The idea: skip the gut
Sublingual and transdermal forms are marketed on a simple premise: by bypassing the digestive tract, more of the ingredient reaches the bloodstream. Whether that's true depends heavily on the specific molecule — size, charge, and fat-solubility all determine whether it can cross the mouth lining or skin [1].
Sublingual (under the tongue)
The tissue under the tongue is thin and well-supplied with blood, so some compounds absorb there. Sublingual vitamin B12 is the best-supported example — though notably, swallowed B12 also works well for most people, so sublingual isn't clearly superior unless absorption is a problem (see vitamin B12 deficiency). For many other 'sublingual' supplements, much of the dose is still simply swallowed.
Transdermal (through the skin)
The skin is an effective barrier, which is exactly why transdermal absorption is hard. A few drugs are delivered this way using specialized patches, but most supplement molecules don't cross intact skin in meaningful amounts. 'Magnesium oil' sprays and patches are popular, but evidence that they raise magnesium status comparably to oral magnesium is limited — the oral route is better established (see magnesium types).
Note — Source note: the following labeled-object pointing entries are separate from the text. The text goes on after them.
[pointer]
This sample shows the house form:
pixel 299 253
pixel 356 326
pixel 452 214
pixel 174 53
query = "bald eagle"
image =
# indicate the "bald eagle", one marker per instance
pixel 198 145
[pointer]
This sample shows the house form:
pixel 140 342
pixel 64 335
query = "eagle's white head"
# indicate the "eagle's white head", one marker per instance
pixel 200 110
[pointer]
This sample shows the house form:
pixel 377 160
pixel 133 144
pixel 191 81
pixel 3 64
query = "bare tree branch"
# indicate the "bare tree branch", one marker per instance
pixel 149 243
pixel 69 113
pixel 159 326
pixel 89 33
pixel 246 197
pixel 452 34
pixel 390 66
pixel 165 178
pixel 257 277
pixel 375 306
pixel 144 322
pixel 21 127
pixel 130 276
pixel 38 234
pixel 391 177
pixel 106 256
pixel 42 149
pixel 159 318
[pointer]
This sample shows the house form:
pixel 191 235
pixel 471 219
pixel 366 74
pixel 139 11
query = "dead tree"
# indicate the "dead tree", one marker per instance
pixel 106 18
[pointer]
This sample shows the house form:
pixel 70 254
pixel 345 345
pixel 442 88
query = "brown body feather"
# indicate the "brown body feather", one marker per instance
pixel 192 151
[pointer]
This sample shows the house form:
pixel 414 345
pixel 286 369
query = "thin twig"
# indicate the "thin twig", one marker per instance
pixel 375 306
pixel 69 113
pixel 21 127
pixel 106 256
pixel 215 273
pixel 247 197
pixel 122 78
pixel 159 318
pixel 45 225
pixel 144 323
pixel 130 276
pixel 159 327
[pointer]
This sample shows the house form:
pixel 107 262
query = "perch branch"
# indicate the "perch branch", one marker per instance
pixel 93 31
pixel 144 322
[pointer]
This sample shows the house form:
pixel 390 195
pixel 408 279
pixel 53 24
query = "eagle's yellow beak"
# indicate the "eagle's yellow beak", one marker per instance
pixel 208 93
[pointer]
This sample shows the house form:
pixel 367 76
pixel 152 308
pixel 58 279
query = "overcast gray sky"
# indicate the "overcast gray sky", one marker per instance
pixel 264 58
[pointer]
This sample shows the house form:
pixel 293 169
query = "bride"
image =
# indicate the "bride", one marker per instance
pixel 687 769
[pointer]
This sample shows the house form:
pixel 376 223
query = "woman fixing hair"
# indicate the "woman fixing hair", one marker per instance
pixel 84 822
Where claims outrun evidence
Many sublingual and transdermal products promise dramatically 'better absorption' without product-specific data. Treat broad bioavailability claims skeptically unless there's evidence for that compound by that route — see bioavailability explained [2].
Practical guidance
- Sublingual B12 is a reasonable option, especially if you dislike pills — but oral B12 usually works too.
- Be skeptical of transdermal vitamin and mineral claims; the skin blocks most of them.
- Look for product-specific evidence, not just the words 'sublingual' or 'transdermal.'
- For nutrients with reliable oral absorption, the fancier route rarely justifies a premium.